On Feb. 27, The Society of Distinguished Black Women held an open discussion on many issues within the Black community, featuring a panel from the Political Science Association.
The program was called “Remembering the Past, Thinking of the Future.” The discussion panel included political science majors Brooke Battiste, Timothy Hernandez, Kishera Reddick, Dewayne Hebert.
The members of the audience were each given a list of topics for discussion, and asked to bring forth the topics most significant to them. The panel would then elaborate on details and facts pertaining to the topic along with their personal beliefs on the matter.
After each topic was discussed, the audience was urged to come forth with questions or comments.
The atmosphere started out very quiet and still but soon gave way to a spirited discussion. The first topic brought forward for discussion was the incarceration rates of Black males. The panel introduced statistics on African-American imprisonment, and why it’s so significant in the community.
“There are more African-Americans in jail now than there were enslaved in 1850,” said panel member Hernandez.

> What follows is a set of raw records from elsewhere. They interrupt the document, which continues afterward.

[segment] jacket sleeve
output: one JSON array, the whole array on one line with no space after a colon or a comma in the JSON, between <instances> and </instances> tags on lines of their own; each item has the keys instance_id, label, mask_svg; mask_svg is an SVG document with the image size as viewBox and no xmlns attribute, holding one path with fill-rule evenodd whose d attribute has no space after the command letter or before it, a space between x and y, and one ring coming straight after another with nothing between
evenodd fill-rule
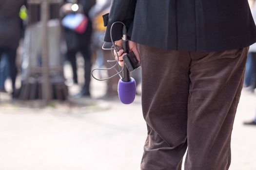
<instances>
[{"instance_id":1,"label":"jacket sleeve","mask_svg":"<svg viewBox=\"0 0 256 170\"><path fill-rule=\"evenodd\" d=\"M123 22L128 29L128 39L131 39L133 29L134 13L137 0L112 0L110 11L103 16L104 24L107 27L104 40L111 42L110 28L116 21ZM114 41L119 40L122 37L122 25L117 23L112 28L112 37Z\"/></svg>"}]
</instances>

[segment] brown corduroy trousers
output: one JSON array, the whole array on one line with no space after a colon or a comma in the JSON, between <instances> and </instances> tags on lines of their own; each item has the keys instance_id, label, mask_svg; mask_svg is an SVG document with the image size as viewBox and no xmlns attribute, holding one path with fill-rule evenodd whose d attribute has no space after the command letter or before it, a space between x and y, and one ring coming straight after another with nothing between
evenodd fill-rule
<instances>
[{"instance_id":1,"label":"brown corduroy trousers","mask_svg":"<svg viewBox=\"0 0 256 170\"><path fill-rule=\"evenodd\" d=\"M148 136L142 170L228 170L248 48L181 52L139 45Z\"/></svg>"}]
</instances>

The panel provided information on the life of inmates after release from prison. In some states, a person who has previously spent time in prison can be denied certain benefits, like food stamps.
A member from the audience contributed his opinion on the topic. “The system is not created to keep you down, but it is there if you choose to walk into that system,” said senior management major Stavinola Bradley.
The members of the panel stressed the importance of motivating the youth of this generation. Education is essential in order to cause a decline in incarceration rates.
The next topic introduced to the panel was the deterioration of the Black family. In today’s society it is common to see single African-American women raise their children. The panel related this issue to the days of slavery where families were often split up and sold to different owners.
The next topic addressed was the mentality of the modern African-American woman as “someone who didn’t need a man to help them,” which is almost becoming a hinderance to the community. While a two-parent home isn’t completely necessary for the growth of a healthy child, the deterioration of the family unit causes more struggle in the Black community.
At the conclusion of the panel, audience members enthusiastically gave their final comments to the discussion, leaving all attendants with ideas to ponder. The panel and the mediators urged students to spread awareness to their colleagues so the discussion could continue campuswide.